Sunday, May 31, 2015

The Triple-Blocking problem in Actor Models

Actor Models are a nice new feature in many languages, either through direct support in the language like Clojure, or in a library like Akka for Java and Scala.
Actors are an interesting tool to deal with concurrency, that can be extremely successful at resolving certain kinds of problems, but they are not the "silver bullet".
If you want to see some of its flaws, then take a look at this presentation from Akka Days by Derek Wyatt from Auvik Networks... you can skip to minute 14 which is when the interesting stuff starts, and goes up to minute 50:

Besides the issues Derek points out, there is one more which I call "The Triple-Blocking Problem". Contrary to what many people think, just because it is asynchronous, it doesn't mean it is non-blocking, and in fact, most Actor Models are blocking in three different ways:
  1. The message passing queue is "blocking";
  2. An Actor can block waiting for another Actor;
  3. An actor will block waiting for a Future to have its result ready;

Let's look at the first one.
Several actor implementations use a blocking queue for the message passing mechanism, which means that only one thread/actor at a time can send messages to a given actor.
Perhaps even more worrisome, is that some implementations use a queue by Dmitry Yuokov that is wait-free for enqueueing and blocking for dequeueing, which is non-blocking for the act of enqueueing, but an actor dequeueing messages from its message queue can block indefinitely waiting for an enqueuer to complete, i.e. link the next node to the list.

The second case happens when an actor wants the result of a computation from another actor immediately. The other actor must first process the previous messages in the queue, and then execute the corresponding work/computation, and then provide the result. At any instant, the thread running the actor executing the work can be delayed/preempted/sleep/die, whatever.
The simple act of delegating the work to another actor/thread means that it can inherently block.

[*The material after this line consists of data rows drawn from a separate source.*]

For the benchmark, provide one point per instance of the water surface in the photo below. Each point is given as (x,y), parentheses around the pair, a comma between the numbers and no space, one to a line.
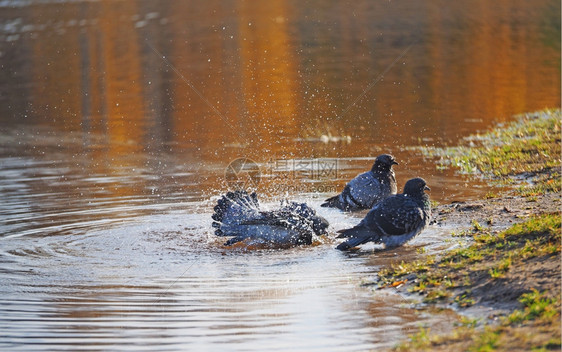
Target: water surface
(119,118)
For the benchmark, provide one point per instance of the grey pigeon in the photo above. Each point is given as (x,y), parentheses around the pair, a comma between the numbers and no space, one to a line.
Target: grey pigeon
(395,220)
(368,188)
(238,215)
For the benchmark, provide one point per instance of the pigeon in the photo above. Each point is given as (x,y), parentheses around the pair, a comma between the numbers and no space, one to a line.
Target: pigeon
(394,221)
(368,188)
(238,215)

The third case is a kind of extension of the second case.
An actor can tell another actor to do some work/computation and put the result in a Future, but regardless of what is done by the first actor, it will need the result, at some point in time. When that happens, if the result is not yet ready, the first actor will block. It's as simple as that.

Having said all of this, remember that, "just because it's blocking, doesn't mean it's bad"!
Even blocking methods/actors can scale well under the right circumstances, so there is hope for the Actor Model, but don't expect actors to solve all your concurrency problems.

The actor model is at its essence a message passing mechanism with a Multi-Producer-Single-Consumer-wait-free-for-producers-blocking-for-consumers-queue (at best), and saying that we want to solve all problems in concurrency with a single type of queue is just as naive as saying we want to solve all problems in concurrency with a single type of lock. To attack concurrent problems we will always need multiple techniques: Locks, RW-Locks, Left-Right, Copy-On-Write, Lock-Free data structures, Wait-Free data structures, etc...

Saturday, May 23, 2015

The quest for the perfect load/store lock (part 2)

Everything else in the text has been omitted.